Updated by Jim Pingle 4 months ago
- Target version changed from 2.7.0 to CE-Next
Updated by Jim Pingle 3 months ago
- Related to Bug #14575: Renewing the pppoe WAN cause crash if the Tailscale enabled added
Updated by Kristof Provost 2 months ago
Is Tailscale also in play here? I've trying and failing to reproduce this again. No matter what I try to do, I simply cannot get the system to panic. Clearly I'm missing some factor, but right now I have no idea what that'd be.

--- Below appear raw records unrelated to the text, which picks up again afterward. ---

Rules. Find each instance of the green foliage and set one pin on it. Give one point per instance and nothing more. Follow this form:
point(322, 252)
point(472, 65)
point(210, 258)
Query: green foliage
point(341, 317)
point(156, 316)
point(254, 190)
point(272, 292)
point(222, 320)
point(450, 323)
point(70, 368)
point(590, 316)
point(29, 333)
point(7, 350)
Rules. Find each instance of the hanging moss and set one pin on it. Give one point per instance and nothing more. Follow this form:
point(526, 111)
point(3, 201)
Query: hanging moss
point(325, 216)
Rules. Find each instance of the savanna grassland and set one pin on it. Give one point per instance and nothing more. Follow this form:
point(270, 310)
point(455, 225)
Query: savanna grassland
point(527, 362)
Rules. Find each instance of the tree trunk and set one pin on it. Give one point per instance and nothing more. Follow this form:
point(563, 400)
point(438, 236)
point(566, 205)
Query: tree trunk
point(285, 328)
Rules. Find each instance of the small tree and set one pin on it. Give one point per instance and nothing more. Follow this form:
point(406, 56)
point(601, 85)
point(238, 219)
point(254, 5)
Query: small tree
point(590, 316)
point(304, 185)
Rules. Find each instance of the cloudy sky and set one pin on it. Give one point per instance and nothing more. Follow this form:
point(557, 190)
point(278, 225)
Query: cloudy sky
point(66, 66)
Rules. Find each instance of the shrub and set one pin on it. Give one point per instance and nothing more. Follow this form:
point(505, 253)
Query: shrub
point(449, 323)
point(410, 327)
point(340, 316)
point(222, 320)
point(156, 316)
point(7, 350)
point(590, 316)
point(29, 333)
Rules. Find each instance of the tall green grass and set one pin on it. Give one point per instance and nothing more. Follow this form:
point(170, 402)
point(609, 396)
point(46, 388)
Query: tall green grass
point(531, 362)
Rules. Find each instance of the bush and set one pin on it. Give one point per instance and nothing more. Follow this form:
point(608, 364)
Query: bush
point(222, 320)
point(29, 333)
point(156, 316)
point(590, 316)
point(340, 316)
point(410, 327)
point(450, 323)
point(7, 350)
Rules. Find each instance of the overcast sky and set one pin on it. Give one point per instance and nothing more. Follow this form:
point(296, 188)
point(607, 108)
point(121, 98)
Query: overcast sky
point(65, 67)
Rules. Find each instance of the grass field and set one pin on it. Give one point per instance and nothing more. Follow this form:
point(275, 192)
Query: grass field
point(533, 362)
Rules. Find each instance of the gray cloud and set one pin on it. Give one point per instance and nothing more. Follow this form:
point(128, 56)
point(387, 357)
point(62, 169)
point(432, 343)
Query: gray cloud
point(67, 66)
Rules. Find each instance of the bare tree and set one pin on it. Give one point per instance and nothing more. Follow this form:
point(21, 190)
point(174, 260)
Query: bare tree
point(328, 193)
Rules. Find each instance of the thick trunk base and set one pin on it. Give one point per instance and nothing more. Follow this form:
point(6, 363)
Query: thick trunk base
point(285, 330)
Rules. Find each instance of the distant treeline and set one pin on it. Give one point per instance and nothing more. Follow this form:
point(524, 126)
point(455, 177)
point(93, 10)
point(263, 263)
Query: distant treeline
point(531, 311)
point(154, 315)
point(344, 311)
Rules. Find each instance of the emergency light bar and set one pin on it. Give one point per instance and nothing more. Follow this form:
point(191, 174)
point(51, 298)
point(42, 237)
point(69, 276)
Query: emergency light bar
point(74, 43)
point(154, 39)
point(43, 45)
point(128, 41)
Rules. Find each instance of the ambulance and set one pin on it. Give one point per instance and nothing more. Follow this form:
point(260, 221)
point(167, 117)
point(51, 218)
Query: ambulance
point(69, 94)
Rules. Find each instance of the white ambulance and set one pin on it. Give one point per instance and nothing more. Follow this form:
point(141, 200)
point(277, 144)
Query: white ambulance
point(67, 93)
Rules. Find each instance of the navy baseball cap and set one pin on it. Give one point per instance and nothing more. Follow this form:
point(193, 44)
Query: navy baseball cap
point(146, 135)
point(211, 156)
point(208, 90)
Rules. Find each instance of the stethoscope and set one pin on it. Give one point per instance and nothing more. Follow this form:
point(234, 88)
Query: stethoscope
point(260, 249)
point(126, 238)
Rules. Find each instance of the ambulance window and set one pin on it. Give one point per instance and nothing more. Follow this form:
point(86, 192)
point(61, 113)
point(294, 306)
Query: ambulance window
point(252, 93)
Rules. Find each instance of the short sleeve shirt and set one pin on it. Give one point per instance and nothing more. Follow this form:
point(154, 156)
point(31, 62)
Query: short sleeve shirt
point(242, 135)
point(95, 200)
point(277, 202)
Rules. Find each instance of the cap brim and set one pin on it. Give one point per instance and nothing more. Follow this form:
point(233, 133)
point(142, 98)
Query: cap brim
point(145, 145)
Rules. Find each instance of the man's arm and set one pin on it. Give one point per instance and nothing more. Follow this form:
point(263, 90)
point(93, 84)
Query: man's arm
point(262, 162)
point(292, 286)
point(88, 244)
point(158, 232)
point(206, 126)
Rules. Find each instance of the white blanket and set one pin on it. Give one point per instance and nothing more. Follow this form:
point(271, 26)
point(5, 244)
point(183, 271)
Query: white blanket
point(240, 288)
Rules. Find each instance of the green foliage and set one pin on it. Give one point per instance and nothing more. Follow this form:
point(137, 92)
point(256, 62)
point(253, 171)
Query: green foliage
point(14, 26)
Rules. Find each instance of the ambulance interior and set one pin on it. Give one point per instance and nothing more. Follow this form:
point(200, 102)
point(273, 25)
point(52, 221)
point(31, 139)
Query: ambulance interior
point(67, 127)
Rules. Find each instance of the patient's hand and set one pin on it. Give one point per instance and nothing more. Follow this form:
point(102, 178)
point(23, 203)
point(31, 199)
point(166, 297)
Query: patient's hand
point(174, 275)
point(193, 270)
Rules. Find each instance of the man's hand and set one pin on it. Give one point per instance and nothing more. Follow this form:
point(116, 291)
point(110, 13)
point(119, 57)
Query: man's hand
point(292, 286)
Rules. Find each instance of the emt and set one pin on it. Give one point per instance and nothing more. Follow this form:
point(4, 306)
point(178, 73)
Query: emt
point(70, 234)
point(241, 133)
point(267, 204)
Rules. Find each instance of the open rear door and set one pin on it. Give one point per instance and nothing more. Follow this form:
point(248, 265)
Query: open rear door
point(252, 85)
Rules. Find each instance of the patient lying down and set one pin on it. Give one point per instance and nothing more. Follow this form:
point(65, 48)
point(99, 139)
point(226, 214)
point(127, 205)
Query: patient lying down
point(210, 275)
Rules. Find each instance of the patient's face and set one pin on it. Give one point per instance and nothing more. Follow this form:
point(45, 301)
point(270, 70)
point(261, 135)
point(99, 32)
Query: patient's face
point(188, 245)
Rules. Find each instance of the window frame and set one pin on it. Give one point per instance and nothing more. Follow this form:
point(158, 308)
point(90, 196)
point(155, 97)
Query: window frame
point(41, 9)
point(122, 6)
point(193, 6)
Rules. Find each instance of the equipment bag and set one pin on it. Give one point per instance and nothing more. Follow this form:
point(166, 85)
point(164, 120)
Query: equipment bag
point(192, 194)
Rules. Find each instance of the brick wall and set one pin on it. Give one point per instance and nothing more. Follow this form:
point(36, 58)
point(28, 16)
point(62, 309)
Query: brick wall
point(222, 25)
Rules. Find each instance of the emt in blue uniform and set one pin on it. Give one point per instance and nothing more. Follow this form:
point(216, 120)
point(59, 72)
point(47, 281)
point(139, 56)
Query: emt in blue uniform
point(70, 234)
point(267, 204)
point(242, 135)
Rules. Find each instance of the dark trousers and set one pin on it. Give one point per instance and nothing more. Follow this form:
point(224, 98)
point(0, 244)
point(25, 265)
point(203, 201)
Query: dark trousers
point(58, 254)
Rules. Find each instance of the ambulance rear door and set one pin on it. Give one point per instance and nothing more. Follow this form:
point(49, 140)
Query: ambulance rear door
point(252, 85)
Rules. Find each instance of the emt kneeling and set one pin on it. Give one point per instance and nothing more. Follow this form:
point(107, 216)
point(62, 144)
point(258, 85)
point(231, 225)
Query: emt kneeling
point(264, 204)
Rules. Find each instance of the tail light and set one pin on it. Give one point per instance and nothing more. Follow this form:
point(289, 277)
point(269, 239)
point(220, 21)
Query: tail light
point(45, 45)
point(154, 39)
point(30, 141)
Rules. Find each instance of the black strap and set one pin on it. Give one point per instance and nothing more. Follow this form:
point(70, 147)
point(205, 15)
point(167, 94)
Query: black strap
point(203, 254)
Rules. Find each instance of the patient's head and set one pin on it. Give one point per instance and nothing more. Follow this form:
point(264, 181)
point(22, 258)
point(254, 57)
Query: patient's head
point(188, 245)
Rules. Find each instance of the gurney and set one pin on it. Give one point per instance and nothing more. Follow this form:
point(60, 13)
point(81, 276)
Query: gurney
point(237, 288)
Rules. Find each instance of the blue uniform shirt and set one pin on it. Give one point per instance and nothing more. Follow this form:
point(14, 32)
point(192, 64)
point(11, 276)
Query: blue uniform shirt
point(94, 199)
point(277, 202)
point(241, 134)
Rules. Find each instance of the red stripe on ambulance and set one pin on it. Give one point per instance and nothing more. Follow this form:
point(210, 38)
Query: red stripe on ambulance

Updated by Rob A about 2 months ago
In my case there is no involvement of Tailscale as I do not use it.
Regards.
☕️
Updated by Rob A 27 days ago
Issue remains 'live' with 23.09 dev. Details of the first crash on this version, triggered this time by taking the WAN interface down and then up via the GUI:
Crash report begins. Anonymous machine information:
amd64
14.0-ALPHA2
FreeBSD 14.0-ALPHA2 amd64 1400094 #1 plus-devel-main-n256133-bef8dca4536: Tue Sep 5 06:26:19 UTC 2023 root@freebsd:/var/jenkins/workspace/pfSense-Plus-snapshots-master-main/obj/amd64/fWgcJpOQ/var/jenkins/workspace/pfSense-Plus-snapshots-master-main/s
Crash report details:
No PHP errors found.
Filename: /var/crash/info.0
Dump header from device: /dev/nda0p3
Architecture: amd64
Architecture Version: 4
Dump Length: 228864
Blocksize: 512
Compression: none
Dumptime: 2023-09-06 18:00:47 +0100
Hostname: Router-8.redacted.me
Magic: FreeBSD Text Dump
Version String: FreeBSD 14.0-ALPHA2 amd64 1400094 #1 plus-devel-main-n256133-bef8dca4536: Tue Sep 5 06:26:19 UTC 2023
root@freebsd:/var/jenkins/workspace/pfSense-Plus-snapshots-master-main/obj/amd64/fW
Panic String: page fault
Dump Parity: 954902300
Bounds: 0
Dump Status: good
db:1:pfs> bt
Tracing pid 2 tid 100041 td 0xfffffe0085272560
kdb_enter() at kdb_enter+0x32/frame 0xfffffe00850c5840
vpanic() at vpanic+0x163/frame 0xfffffe00850c5970
panic() at panic+0x43/frame 0xfffffe00850c59d0
trap_fatal() at trap_fatal+0x40c/frame 0xfffffe00850c5a30
trap_pfault() at trap_pfault+0x4f/frame 0xfffffe00850c5a90
calltrap() at calltrap+0x8/frame 0xfffffe00850c5a90
--- trap 0xc, rip = 0xffffffff80f4d9e6, rsp = 0xfffffe00850c5b60, rbp = 0xfffffe00850c5b90 ---
in6_selecthlim() at in6_selecthlim+0x96/frame 0xfffffe00850c5b90
tcp_default_output() at tcp_default_output+0x1d97/frame 0xfffffe00850c5d70
tcp_timer_rexmt() at tcp_timer_rexmt+0x52f/frame 0xfffffe00850c5dd0
tcp_timer_enter() at tcp_timer_enter+0x101/frame 0xfffffe00850c5e10
softclock_call_cc() at softclock_call_cc+0x134/frame 0xfffffe00850c5ec0
softclock_thread() at softclock_thread+0xe9/frame 0xfffffe00850c5ef0
fork_exit() at fork_exit+0x7f/frame 0xfffffe00850c5f30
fork_trampoline() at fork_trampoline+0xe/frame 0xfffffe00850c5f30
--- trap 0, rip = 0, rsp = 0, rbp = 0 ---
Full logs available on request.
Updated by Jim Pingle 14 days ago
- Subject changed from IPv6: Sending traffic on a disabled interface cause a kernel panic. to Sending IPv6 traffic on a disabled interface can trigger a kernel panic
Updated by Jim Pingle 7 days ago
- Plus Target Version changed from 23.09 to 24.03
Moving the target ahead for now but if we do manage to solve it before release we can always move it back.